Bölüm 1411: Dev İlahi Egemen Canavar
Ayrılan Yun Che'nin birdenbire hareket etmeyi bıraktığını fark ettiklerinde herkes gerildi, aurası açıkça çalkantılıydı. Hayali Duman Şehri'nin valisi sordu: "Kıdemli hayırsever, bizden yapmamızı istediğiniz bir şey var mı?"
“…” Yun Che, kayıtsız gözleri ve herkesin kafasında tehlike çanının çaldığı çok ciddi bir ifadeyle yavaşça döndü, ardından sordu: "Kar Şarkısı Diyarı'nda hiç İlahi Egemen kaynak canavarı var mı?"
"Ben..." Vali soruya hazırlıksız yakalanmıştı. Şehir savunucuları da şaşırmış görünüyordu.
Tüm Kar Şarkısı Diyarı'nda sadece iki İlahi Egemen vardı ve onlar otuz altı Buz Ankası Sarayı'nın Baş Saray Ustası Mu Bingyun ve Yüce Büyük Mu Huanzhi'ydi. İlahi Krallar zaten Hayali Duman Şehri gibi bir yere göre efsanelerdendi, bu yüzden doğal olarak İlahi Egemenler ile ilgili hiçbir şey söyleyemiyorlardı. Bu seviyelerini tamamen aşıyordu.
"Var!" Mu Hanyan cevap verdi: "Bu küçük ustasından Kar Şarkısı Diyarı'nda toplamda üç İlahi Egemen kaynak canavarı olduğunu duydu. Normalde kendilerini kuzey, doğu ve güney bölgelerinde tutuyorlar ve onlar Kar Şarkısı Diyarı'ndaki tüm kaynak canavarların derebeyleri.”
“Ancak hiçbir zaman kendi bölgelerinin dışına çıkmıyorlar ve hiç kimse onları görmedi.
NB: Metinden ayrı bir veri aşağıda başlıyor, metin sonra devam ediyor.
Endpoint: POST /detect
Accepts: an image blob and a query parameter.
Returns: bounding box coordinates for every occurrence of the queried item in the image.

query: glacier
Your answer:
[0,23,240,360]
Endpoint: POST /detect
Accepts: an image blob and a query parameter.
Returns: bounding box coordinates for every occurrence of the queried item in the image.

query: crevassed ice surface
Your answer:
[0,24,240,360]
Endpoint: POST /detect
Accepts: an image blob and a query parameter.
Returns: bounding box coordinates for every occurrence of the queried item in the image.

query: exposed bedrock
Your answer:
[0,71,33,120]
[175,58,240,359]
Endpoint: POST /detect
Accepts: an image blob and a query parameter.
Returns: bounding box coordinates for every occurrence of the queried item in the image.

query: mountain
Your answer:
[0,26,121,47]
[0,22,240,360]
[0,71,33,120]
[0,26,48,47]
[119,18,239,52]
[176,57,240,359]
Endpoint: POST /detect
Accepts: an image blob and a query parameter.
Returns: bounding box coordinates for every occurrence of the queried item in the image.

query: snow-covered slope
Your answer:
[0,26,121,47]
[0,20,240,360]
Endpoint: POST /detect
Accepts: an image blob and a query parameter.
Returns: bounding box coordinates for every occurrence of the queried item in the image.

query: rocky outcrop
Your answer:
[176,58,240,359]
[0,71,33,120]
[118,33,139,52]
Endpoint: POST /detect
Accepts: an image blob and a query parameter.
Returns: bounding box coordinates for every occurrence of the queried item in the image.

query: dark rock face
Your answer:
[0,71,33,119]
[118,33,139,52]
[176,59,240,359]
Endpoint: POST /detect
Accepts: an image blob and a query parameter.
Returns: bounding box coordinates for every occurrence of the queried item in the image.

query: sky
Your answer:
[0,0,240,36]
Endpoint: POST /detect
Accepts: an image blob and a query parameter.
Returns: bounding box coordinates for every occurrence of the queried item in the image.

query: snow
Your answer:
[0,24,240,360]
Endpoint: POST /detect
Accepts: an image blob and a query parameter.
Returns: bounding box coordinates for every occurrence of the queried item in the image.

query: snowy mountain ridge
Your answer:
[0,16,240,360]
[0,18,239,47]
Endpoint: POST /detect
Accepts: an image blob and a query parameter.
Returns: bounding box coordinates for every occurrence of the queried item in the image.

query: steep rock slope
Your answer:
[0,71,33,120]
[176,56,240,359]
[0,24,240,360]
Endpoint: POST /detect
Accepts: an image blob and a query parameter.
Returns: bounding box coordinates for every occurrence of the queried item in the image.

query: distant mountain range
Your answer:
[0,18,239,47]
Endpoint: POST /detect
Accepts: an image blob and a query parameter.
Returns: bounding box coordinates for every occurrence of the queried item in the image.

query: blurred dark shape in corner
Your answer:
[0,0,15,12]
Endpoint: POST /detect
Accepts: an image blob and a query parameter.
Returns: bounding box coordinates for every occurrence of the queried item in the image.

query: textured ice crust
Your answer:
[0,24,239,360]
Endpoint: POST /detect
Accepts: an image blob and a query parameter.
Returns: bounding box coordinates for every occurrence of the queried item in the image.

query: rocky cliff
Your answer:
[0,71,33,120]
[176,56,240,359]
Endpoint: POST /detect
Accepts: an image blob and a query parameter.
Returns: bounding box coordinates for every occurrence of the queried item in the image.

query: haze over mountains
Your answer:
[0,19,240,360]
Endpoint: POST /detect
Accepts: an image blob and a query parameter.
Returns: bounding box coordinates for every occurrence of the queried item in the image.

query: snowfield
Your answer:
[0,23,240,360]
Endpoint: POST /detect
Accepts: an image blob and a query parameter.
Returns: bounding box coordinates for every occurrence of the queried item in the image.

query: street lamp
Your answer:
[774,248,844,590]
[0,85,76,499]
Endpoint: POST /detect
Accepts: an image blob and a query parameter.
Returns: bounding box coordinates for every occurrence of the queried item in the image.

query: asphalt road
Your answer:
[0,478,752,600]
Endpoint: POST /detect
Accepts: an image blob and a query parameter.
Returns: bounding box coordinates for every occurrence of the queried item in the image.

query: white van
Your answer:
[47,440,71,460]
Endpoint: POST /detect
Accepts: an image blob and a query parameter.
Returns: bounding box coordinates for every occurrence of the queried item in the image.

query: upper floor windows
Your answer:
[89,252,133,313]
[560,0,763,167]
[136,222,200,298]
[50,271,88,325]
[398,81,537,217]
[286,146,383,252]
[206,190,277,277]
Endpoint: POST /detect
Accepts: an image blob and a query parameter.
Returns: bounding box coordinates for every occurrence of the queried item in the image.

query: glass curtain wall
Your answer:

Var olduklarını keşfeden ve doğrulayan kişi tarikat ustamız ve Ulu Alem Kralımız.”
Mu Hanyan sormadan önce ayrıntılı olarak cevap verdi: "Acaba siz, Kar Şarkısı Diyarı'na bu kaynak canavarlarını ziyaret etmek için mi geldiniz Kıdemli Ling?"
"..." Yun Che Mu Hanyan'a sessiz bir bakış attı. Kafamda bir delik var gibi mi görünüyor!?
Bunun gibi yüksek seviyeli kaynak canavarları gerçekten iyi bir nedenleri olmadıkça asla bir insan bölgesine girmezler, ama aynı zamanda inanılmaz derecede bölgeseldirler. Ziyaret etmek? Alanlarına girmeye cesaret eden herhangi bir insan, esasında savaşmaya meydan okuyor demektir!
"Kaçın." Yun Che bakışlarını çektikten sonra soğukça konuştu.
“Huh? Efendim..."
"Mu Feixue'yi de alın ve hemen kaçın!" Yun Che’nin yüzü korkutucu derecede karanlık görünüyordu.
Mu Feixue: “…”
"Biz..." Kalabalık daha da şaşırdı.
Yun Che ileriye doğru bakarken yumruklarını sıktı, ama arkasındaki kalabalığın hala hareket etmediğini fark ettiğinde öfkeyle ayağa sıçradı. "Ne söylediğimi anlamadınız mı!? Hemen kaçın, yoksa çok..."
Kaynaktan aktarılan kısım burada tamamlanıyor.